If, however, U.S. Immigration and Customs Enforcement happens to take a pregnant woman into custody and that woman wants to kill her child, the administration will go out of its way to make sure she can.
According to a report Tuesday in The Wall Street Journal, immigration officials have instructed detention centers that pregnant women are entitled to abortions, and if the state they’re detained in prohibits them, they’re to be transferred to another center where the procedure can be performed.
(Here at The Western Journal, we’ve been covering the fallout from the Supreme Court decision overturning Roe v. Wade — as well as all of the ways the Biden administration has sought to circumvent any laws that would restrict terminating unborn life. We’ll keep bringing America the truth that the mainstream media won’t. You can help us by subscribing.)
According to the report, the undated memo was sent from ICE Acting Director Tae Johnson to Corey Price, head of ICE’s enforcement division.
“This memorandum serves as a reminder of existing ICE policies and standards requiring that pregnant individuals detained in ICE immigration custody have access to full reproductive health care,” the memo read.
“This is also a reminder that, pursuant to existing ICE policy, it may be necessary to transfer a detained pregnant individual within an area of responsibility (AOR) or to another AOR, when appropriate and practicable, in order to ensure such access,” Johnson wrote, according to the report.
“An official familiar with the memo said it would likely be sent later this week, and would represent the first law enforcement agency to reinforce reproductive rights in federal custody. ICE detains immigrants in the country unlawfully on civil immigration violations, many of them in the course of their asylum applications,” the Journal reported.
Welcome to America. Now kill your child.
— Jesse ?? (@Route0660) July 12, 2022
In the three weeks since the Supreme Court overturned Roe v. Wade in Dobbs v. Jackson Women’s Health Organization, 16 states have banned abortion and three more will be banning it imminently, according to a tally by The Washington Post.

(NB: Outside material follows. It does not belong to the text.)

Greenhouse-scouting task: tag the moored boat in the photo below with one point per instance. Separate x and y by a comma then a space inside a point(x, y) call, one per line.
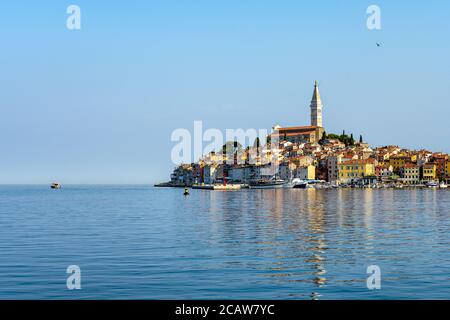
point(268, 184)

In several of those states, the ban has been blocked by court order. However, perhaps most critically, abortion is now illegal in two of the states with the longest land borders with Mexico: Arizona and Texas.
However, as the Washington Examiner pointed out, it isn’t exactly “clear how many women are in ICE detention at present or the extent that Johnson’s memo will be relevant, especially given the Biden administration’s instruction in 2021 that ICE officers avoid arresting and detaining illegal immigrants who are pregnant.”
Save the taxpayers money on transportation – why not just open a Planned Parenthood on the border! ?
ICE to transport pregnant detainees across state lines to facilitate abortions https://t.co/496vF5MDBa
— Kathleen Kelly (@Kat022916) July 13, 2022
“Regardless of a person’s legal status, a child born in the United States is a U.S. citizen, a factor that could impact a woman’s decision to seek an abortion,” it said.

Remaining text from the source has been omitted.